Jesus ends this gospel as the healer, but He begins it as the great wanderer, the mobile preacher, or we could simply say, as the Good Shepherd who has gone in search of the lost sheep of Israel. It is a search He continues now in our world through His Church, through His disciples, although how many of us are wholly willing to be the voice of His mercy and the touch of His tender kindness? He returns as well to Cana where He had transformed the water into wine. Can we believe that this story had not leaked out of a gathering of so many people? Is it likely that the steward of that wedding banquet had not dined out several times on the extraordinary story of Jesus’ miracle? The story might even have become a favourite among hard drinkers in the district, as well as the despair of every innkeeper with an eye on his business.

And now, Jesus is approached in Cana by a man from Capernaum whose son is ill. Capernaum was some journey from Cana. Cana is 14 miles from Tiberias on the Sea of Galilee and then it is another 10 miles around the lake to Capernaum (or less if one sails across it). Is it possible that this man had heard of the miracle of the water and wine amidst all the gossip of the seashore markets, and thus pursued Jesus in search of a cure for his son?

If Jesus had read that story in the man’s eyes, perhaps this is why He greeted him with such apparently unwelcoming words: Unless you see signs and wonders, you will not believe – words said with perhaps a raised eyebrow and an ironic smile? The gospel does not say. This reproach – for reproach it is – is somehow gently delivered, for it does not discourage the man who is in any case urged on by the desperation of the situation: Sir, come down before my child dies. Why does Jesus apparently have then a change of heart and respond to this man so positively? Has He not just reproached him for being a chaser of signs and wonders? Beneath these exchanges, there is a world of action, of decisions made and challenges launched, and it is as well to dwell on them.
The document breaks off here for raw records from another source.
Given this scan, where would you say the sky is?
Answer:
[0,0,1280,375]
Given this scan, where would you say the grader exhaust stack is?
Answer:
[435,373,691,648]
Jesus’ reproach is a reproach to us all: Unless you see signs and wonders, you will not believe. We all seek signs and wonders, not necessarily in some gaudy, carnivalesque manner, but it is human to rise to the thrill of the spectacular. Even if we mature enough not to demand the cheap thrill of the spectacular, it is, nevertheless, only a short distance to writing ourselves into the story of faith as a deserving recipient of the Lord’s wonders. How quickly we forget the words of the publican: O Lord, have pity on me a poor sinner. Or as Aleksander Solzhenitsyn put it, Pride grows on the human heart like lard on a pig. Happily, God knows our weakness. He knows we sometimes need this comfort of the spectacular. He gifts His greatest saints with charisms that sometimes leave us gasping with wonder. Jesus is not a showman, but He knows the power of amazement, even though He also knows its dangers.

In other words, Jesus asks for our faith, but He knows it will be a journey for us; a gradual passage, if we are faithful to Him, away from the shallows and into the shadows, the darkness of the afternoon of Good Friday, where nothing but the consolation of obedience to the Eternal Father is left to us. Jesus knows and can hear us pray: Lord, I believe, help my unbelief. We do not need to be perfect enough to enter heaven instantly; we just need to be humble enough to bow our heads and ask for His mercy. And then, see how His mercy flows on the father in the scene. The shrift is short; the outcome a transformation of all his hopes.

Who is he, this father, if not in some ways a figure of the Eternal Father whose child – the humanity he has created – is sick and in need of a healer? The Father sends the Son to save us, but in doing so, solicits from the Son His obedience to heal the sickly child: Jesus is His Son by nature; humanity a child of the Father by a grace which has been lost. Here we see that in redeeming us, Jesus does not only reconcile us with the Father, but He restores to the Father the child that has been lost or at least as many of them as are willing to accept this gift.

Nothing is lacking to the Holy Trinity, and yet in the redemption of the wayward child of humanity, the glory of the goodness of God shines forth.

Your son will live, says Jesus. Indeed, he will. Be it done unto us according to His word.